Iran to propel brand-new satellite into space by year's end

July 25, 2022 - 22:14

TEHRAN- Iran will launch a new satellite into orbit by the end of the current Iranian year, which ends on March 20,2023.

The statement was made on Sunday on the sidelines of the 12th Malek Ashtar Festival in Tehran by Brigadier General Amir Ali Hajizadeh, chief of the IRGC Aerospace Division.

Hajizadeh said the Qaem satellite carrier will be used to launch the new home-grown satellite into space.

He added this will be a continuation of the country’s achievements in the field of aerospace technology.

The IRGC Aerospace Division commander also said the adversary now acknowledges Iran's military capabilities.

It will be Iran's third military satellite into space.

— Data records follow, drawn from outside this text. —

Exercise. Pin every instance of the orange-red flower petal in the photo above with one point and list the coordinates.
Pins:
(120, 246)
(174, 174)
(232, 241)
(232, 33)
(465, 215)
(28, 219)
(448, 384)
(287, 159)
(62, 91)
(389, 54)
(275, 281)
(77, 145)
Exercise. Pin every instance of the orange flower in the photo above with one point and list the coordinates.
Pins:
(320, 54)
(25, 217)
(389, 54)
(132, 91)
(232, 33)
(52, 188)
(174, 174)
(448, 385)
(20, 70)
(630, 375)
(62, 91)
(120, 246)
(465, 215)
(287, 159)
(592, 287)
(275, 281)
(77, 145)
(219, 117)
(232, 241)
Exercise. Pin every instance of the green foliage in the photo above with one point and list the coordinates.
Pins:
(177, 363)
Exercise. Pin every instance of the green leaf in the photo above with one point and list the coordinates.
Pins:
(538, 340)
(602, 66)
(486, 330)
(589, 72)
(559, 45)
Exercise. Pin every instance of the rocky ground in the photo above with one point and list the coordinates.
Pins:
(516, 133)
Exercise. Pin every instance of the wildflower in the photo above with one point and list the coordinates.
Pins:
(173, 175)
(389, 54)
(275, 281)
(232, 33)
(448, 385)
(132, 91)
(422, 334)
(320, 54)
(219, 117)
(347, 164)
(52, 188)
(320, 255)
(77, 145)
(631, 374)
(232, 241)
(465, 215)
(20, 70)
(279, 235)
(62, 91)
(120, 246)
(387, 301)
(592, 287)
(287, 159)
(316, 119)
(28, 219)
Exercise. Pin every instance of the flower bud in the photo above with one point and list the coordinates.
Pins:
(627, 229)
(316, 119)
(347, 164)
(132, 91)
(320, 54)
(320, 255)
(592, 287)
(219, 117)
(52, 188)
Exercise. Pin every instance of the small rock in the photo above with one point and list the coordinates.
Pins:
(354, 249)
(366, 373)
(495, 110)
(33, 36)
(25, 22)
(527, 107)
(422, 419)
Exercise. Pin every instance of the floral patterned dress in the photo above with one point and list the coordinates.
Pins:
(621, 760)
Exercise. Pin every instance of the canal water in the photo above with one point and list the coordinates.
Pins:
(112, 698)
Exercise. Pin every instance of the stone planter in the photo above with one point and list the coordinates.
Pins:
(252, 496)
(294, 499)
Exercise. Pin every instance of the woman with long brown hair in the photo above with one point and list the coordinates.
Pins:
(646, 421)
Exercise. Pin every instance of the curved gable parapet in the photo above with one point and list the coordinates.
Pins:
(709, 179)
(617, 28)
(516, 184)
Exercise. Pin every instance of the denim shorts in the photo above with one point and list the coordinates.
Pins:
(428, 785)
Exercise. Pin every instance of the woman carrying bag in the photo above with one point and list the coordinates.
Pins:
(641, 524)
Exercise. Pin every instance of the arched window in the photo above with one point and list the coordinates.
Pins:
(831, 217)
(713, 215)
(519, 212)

The nation put its second satellite, Nour-2, into orbit in March 2022, and its first spacecraft, Nour-1, in April 2020.

The orbiter, which was charged with conducting reconnaissance missions, was launched from a launchpad located in Iran's Dasht-e Kavir desert aboard the domestically produced satellite carrier Qassed. It traveled 6.7 km/s for 480 seconds before entering orbit at a 500 km height.

Iran was the first Muslim nation to send satellite into space, according to Major General Hossein Salami, who was speaking on the sidelines of the launch of Nour-2 at the time.

The accomplishment, he said, shows Iran's victory over its adversaries in the technological war who had attempted to obstruct the country's progress.

Nour-1 is now 425 kilometers away from the planet and in an orbit around the earth. 

Hajizadeh said that thousands of young experts are making contributions to Iran's aerospace industry in his Sunday speech. 

The nation's adversaries now recognize its advancements in aerospace and air defense, he stated.

The senior commander pointed to General Kenneth McKenzie's comments last year in which he acknowledged that Iran's deployment of drones had rendered the U.S. operating without the complete air supremacy for the first time since the Korean War.

“Enemies say Iran’s aerospace, drone, and missile programs are even more important than its nuclear activities,” he pointed out. 

“The enemy admits that the policy of ‘maximum pressure’ and its imposition of crippling sanctions have faced with ignominious defeat,” Hajizadeh underlined. 

The commander of the IRGC Aerospace force said that Iran is leading the world in the development of surface-to-air missiles based on unmanned aerial vehicles. He also credited the Leader of the Islamic Revolution Ayatollah Seyed Ali Khamenei's prudence for the nation's advancement.

Hajizadeh went on to say that “if today the enemies are worried about this power and are calling for negotiations and are looking for a resolution in Congress to contain Iran, all this is the result of the implementation of these measures.” 

He also pointed to normalization of relations between the Israeli regime and certain Arab states, saying such states will transfer willingly or unwillingly a “cancerous tumor” to their own countries.